The Australian Army is rapidly developing their metal manufacturing capability with SPEE3D’s award-winning metal 3D printing technology. The Australian Army announced a $1.24 million investment in a pilot of SPEE3D technology in February 2020 with a 12-month trial of the WarpSPEE3D Tactical printer. The trial was designed to test the feasibility of deploying metal 3D printing as a capability both in barracks and in the field. The WarpSPEE3D Tactical printer uses cold spray technology that enables fast and cost-effective metal part production. It can print large metal parts up to 40 kg at a rate of 100 grams per minute.
A number of field trials in 2020 resulted in more than fifty case studies of printable parts and demonstrated that SPEE3D’s WarpSPEE3D printer was robust enough to operate in remote Australian bushland and the program was extended in 2021 to verify initial results.
This year SPEE3D has been working closely with Army to train the first military Additive Manufacturing Cell (AMC) technicians who specialize in the production of 3D metal printed parts, from design to printing, machining, heat treatment and certification. In the remote bushland of Bradshaw Training Area, located in the Northern Territory, the AMC and SPEE3D recently tested the WarpSPEE3D Tactical printer as part of its toughest trial yet. The printer was transported over 600 kilometers from base, over rough terrain, to operate in hot and dusty conditions for three weeks.

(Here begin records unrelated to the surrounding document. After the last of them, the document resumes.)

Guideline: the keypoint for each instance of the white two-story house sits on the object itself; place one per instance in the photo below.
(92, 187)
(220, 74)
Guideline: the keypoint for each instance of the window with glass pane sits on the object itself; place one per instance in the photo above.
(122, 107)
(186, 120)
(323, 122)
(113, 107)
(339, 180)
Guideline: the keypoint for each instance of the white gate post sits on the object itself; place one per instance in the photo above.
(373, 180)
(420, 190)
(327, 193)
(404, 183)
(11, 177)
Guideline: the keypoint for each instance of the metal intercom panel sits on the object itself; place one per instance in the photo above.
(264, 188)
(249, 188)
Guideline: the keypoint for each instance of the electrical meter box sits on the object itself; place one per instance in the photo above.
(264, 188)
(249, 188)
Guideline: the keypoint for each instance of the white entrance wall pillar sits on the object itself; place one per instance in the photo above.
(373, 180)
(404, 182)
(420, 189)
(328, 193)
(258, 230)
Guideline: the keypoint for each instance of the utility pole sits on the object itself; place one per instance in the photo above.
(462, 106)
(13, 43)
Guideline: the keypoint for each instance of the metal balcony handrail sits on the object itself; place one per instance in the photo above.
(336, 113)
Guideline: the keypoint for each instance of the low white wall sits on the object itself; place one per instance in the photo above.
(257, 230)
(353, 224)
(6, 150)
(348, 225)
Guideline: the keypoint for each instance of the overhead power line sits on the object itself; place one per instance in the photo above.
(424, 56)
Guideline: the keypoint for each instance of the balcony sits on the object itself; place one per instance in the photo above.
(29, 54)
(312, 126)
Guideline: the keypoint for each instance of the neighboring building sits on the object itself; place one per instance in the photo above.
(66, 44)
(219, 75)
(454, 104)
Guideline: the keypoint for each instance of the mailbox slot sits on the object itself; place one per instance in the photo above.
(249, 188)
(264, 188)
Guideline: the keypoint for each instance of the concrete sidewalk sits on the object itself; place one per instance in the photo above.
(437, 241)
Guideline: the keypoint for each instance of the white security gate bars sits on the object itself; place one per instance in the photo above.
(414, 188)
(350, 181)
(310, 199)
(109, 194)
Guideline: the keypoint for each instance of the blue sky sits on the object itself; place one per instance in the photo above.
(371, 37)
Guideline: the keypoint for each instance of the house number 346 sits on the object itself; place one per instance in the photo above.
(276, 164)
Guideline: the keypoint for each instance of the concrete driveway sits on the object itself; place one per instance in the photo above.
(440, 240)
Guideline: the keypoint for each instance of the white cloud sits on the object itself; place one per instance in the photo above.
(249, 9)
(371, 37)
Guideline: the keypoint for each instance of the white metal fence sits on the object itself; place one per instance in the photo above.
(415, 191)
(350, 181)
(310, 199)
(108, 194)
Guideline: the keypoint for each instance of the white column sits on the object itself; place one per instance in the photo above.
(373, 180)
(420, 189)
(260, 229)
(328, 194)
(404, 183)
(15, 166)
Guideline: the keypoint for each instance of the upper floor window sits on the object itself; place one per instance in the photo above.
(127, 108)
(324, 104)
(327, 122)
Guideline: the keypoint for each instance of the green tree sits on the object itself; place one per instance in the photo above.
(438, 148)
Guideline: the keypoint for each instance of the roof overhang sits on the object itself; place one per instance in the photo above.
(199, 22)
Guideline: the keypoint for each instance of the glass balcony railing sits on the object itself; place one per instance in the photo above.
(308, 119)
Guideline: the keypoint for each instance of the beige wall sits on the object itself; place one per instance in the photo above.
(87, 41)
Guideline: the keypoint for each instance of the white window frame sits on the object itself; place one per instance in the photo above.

Over the three-week trial the team are producing metal parts for the M113 armored personnel carrier which is a vehicle that has been used by the Australian Army for more than 40 years. The aim of this year’s trial is to prove metal 3D printing can produce high-quality, military grade parts that can be validated and certified for use in the field. The success of this trial will demonstrate that Additive Manufacturing plays an important part in the future of Defence readiness.
As the program continues, the AMC will explore more components that can be repaired and replaced using metal 3D printing and assess how this technology may eventually fit into Australian Army infrastructure.